Puritan Influences on the Development of American Colonial Society .
The "Great Migration" of the 17th century ensued was precipitated by many factors in England. One of these which would become incredibly important in the coming centuries was that of religious difference. Since the formation of the Church of England, religious dissent had become increasingly popular in England and her colonies. One religion which had a particularly important impact on the development of the American colonies was Puritanism.
Socially and economically, the Puritans of Massachusetts Bay organized themselves so as to stress the idea of self-government.
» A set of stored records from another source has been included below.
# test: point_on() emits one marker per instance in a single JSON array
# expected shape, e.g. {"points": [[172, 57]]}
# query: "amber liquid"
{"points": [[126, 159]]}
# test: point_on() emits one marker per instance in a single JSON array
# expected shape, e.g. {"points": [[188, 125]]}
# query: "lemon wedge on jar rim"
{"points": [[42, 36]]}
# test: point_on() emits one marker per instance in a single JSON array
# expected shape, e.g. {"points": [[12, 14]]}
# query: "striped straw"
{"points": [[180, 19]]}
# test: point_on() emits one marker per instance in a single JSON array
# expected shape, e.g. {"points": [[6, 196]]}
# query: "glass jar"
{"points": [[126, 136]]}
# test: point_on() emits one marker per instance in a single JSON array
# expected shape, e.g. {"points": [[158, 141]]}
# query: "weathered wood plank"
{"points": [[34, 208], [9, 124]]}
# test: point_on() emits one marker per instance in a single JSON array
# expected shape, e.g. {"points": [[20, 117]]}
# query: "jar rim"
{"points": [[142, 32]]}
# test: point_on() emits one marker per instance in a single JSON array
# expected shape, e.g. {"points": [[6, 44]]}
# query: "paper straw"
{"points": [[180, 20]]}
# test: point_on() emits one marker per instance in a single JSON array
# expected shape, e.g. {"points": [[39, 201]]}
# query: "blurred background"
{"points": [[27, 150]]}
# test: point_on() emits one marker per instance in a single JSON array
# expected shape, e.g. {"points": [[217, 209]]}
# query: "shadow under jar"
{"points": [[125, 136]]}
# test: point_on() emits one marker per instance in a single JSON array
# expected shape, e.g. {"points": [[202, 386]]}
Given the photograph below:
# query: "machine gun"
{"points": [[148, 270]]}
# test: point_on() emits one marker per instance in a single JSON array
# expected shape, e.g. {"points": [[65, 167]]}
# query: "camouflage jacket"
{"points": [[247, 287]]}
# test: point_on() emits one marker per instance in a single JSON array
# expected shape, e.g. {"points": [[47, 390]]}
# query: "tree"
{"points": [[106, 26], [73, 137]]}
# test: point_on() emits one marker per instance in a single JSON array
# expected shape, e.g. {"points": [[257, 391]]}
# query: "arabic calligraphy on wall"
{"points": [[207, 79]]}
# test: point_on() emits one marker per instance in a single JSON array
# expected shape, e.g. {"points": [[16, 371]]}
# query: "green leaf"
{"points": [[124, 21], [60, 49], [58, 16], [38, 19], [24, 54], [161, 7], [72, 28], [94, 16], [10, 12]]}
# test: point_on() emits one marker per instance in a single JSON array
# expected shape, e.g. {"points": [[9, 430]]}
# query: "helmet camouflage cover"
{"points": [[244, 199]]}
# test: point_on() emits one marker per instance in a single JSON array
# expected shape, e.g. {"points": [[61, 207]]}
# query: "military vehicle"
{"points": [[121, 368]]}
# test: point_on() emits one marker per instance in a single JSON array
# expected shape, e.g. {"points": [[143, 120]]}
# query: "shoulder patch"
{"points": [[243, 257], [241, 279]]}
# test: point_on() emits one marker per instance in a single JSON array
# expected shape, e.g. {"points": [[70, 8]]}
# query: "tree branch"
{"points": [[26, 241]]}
The Puritan squire John Winthrop, who helped to initially found the colony, described an ideal Puritan community as one which would "uphold a familiar Commerce together in all meekeness, gentleness, patience and liberallity," "delight in eache other.rejoyce together, mourne together, labour, and suffer together.in the bond of peace?" This description of what Puritan life should aspire to be most like was incredibly important in developing the social and economic structure of the Massachusetts Bay Company and subsequently carrying this structure into the development of the United States. As a result of this idealism, and of the Puritans' Calivinist beliefs (which ultimately led them to seek material wealth and security) , a certain devotion in the colony not only towards individual success, but to the success of the colony as a whole. Adding to this was the inherent need for cooperation in the colony; without it, the colonists would never have survived. Finally, the Massachusetts colony's economy relied on trade, and cooperation within the vocation was necessary for the colony to survive. By adding to those reasons the idea of self-government and, more importantly, self-reliance in government, and one can quickly see how Puritan teachings affected the early and later development of the English colonies.